Introduction/Background Endometrial carcinoma is the most prevalent gynaecological malignancy in developed countries, and the 4th most frequent neoplasm in women. Staging gynaecological pelvic MRI is the best method for pre-treatment assessment, with the aim of estimating the extent of the disease. It is believed that in specialised centres, ultrasound has similar accuracy for assessing myometrial invasion. With this study our focus was to assess the accuracy of ultrasound in staging endometrial carcinoma.

Methodology A model form was created with the echographic parameters to be assessed in suspected endometrial carcinoma, in order to standardise the assessment of the extent of the disease. Statistical analysis was then carried out to analyse the agreement between echographic and surgical staging. Associations were considered statistically significant if p <0.05.
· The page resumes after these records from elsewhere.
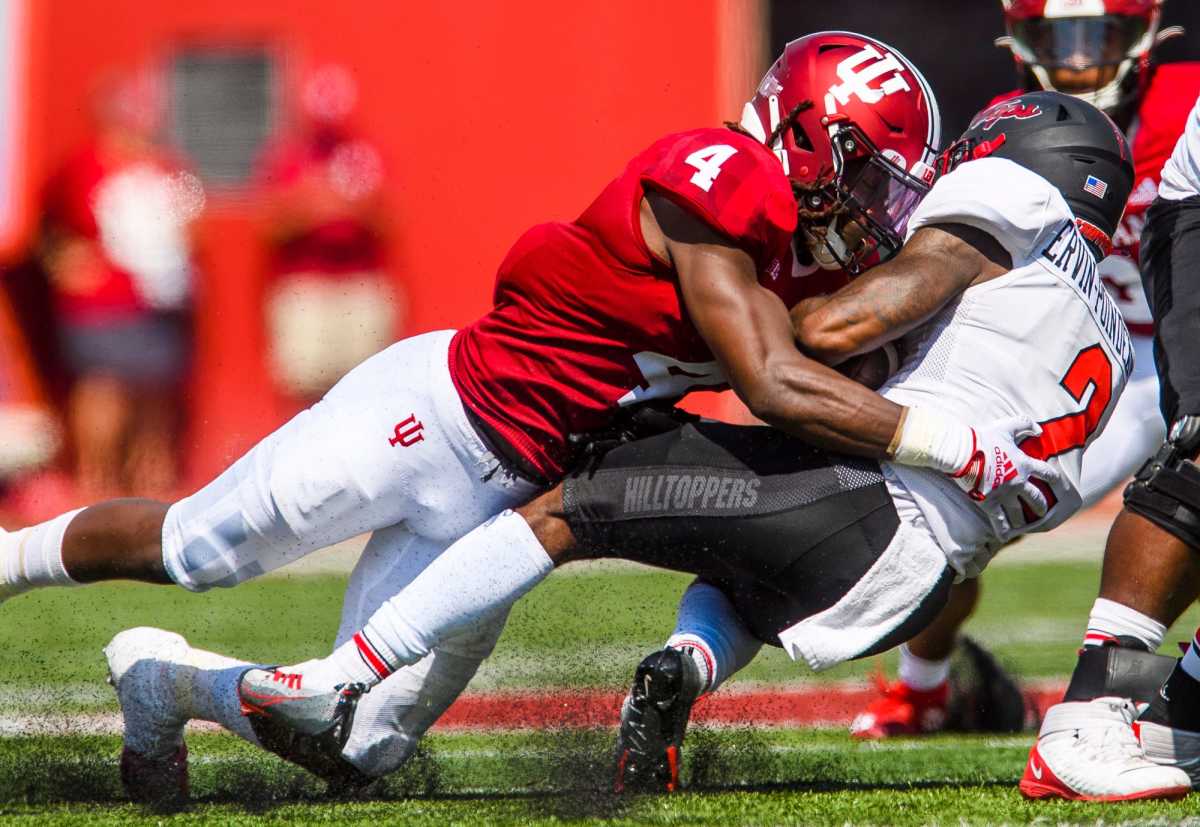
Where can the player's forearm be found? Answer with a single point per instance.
(826, 408)
(1170, 263)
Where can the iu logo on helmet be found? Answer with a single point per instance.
(857, 75)
(989, 118)
(408, 432)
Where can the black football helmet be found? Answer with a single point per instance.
(1066, 141)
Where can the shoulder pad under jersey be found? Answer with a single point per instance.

Results The form was correctly applied to 37 women diagnosed with endometrial carcinoma. The Kappa value obtained (0.178) indicated that there was no agreement between ultrasound staging and surgical staging. Although the p-value was not statistically significant, there was agreement between these variables in the majority of cases (73 per cent). There was also a weak association between the Doppler score and surgical staging (Tau value - 0.288).

Conclusion As well as being important in the diagnosis of endometrial cancer, gynaecological ultrasound also seems to play a role in its staging, especially in an initial assessment and at earlier stages, as shown in our study. It would therefore be pertinent to invest in training in gynaecological ultrasound in order to optimise the care provided, as well as from a perspective of saving resources. The small sample size could be an important limitation in our study, influencing the results obtained.